The May 2011 show at Benjamin's Western Project in Culver City represented a breakthrough for White -- not so much because of the work he is making "now," but more because, while he insists this is the kind of work he's been making his whole life, it wasn't until recently that he was comfortable and inspired to show it publicly. And yes, we have no word paintings. But we do have puppets; glorious, quirky, anthropomorphized architectural puppets with patient, labor-intensive craftsmanship and a dose of creep-factor. "The puppets, they have baggage." The paintings and drawings were like nothing his fans expected -- warm, sketchy, vibrato blossomings with a vital hand tempered by cartoonishness; a kind of Saul Steinberg meets Frances Picabia stimulation with hypnotic variations on an Outsider urgency. The paintings and drawings have a certain medieval finesses; they are guileless but not naive, with the feeling of being unmediated, and unselfconscious. While not as immediately apparent as with the virtuosity and rapier wit of the famous word paintings, this work shares with those pastoral Tartuffes the foundation of innocence, both personal and cultural, as a jumping off point, and searching for the truth from there. Only the young and the dreaming seem comfortable with paradox and nonsense, but White is trying to fix that. "This is how I draw all the time, this show is my default position. That's why the sketchbooks and drawings were included, that is the seed of it all, a thing in flux. The relics of what I've been through."

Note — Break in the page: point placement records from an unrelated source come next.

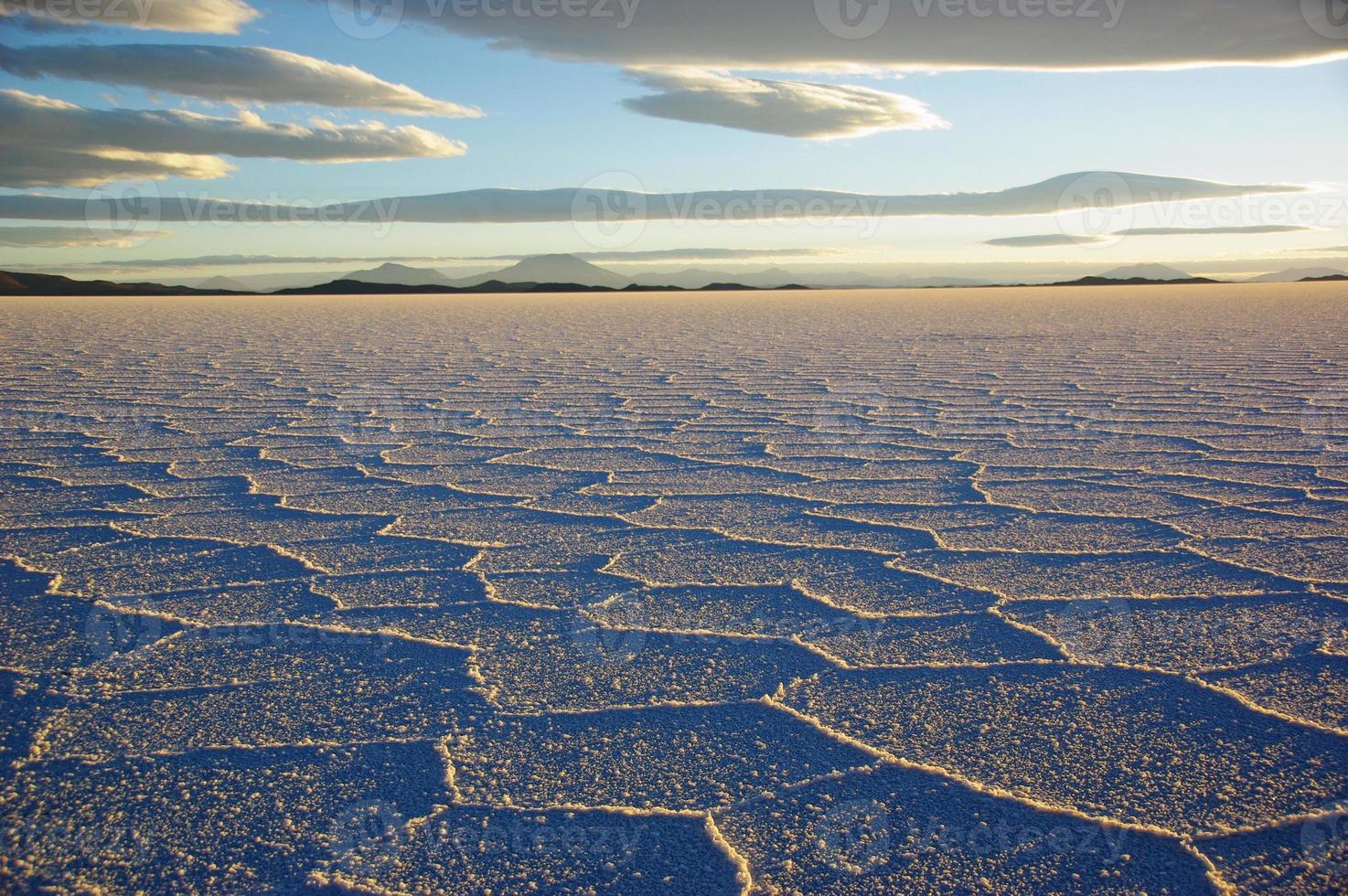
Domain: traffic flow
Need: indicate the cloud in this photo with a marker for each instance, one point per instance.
(591, 205)
(65, 238)
(901, 34)
(50, 142)
(207, 16)
(230, 74)
(1041, 240)
(1257, 228)
(784, 108)
(248, 261)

Carl Jung: All the works of man have their origin in creative fantasy. What right have we then to depreciate imagination. If one does not understand a person, one tends to regard him as a fool.
Pee-Wee Herman: There's a lotta things about me you don't know anything about, Dottie. Things you wouldn't understand. Things you couldn't understand. Things you shouldn't understand. You don't wanna get mixed up with a guy like me. I'm a loner, Dottie. A rebel.
George Jones: There are questions I'm still not wise enough to answer, just wise enough to no longer ask.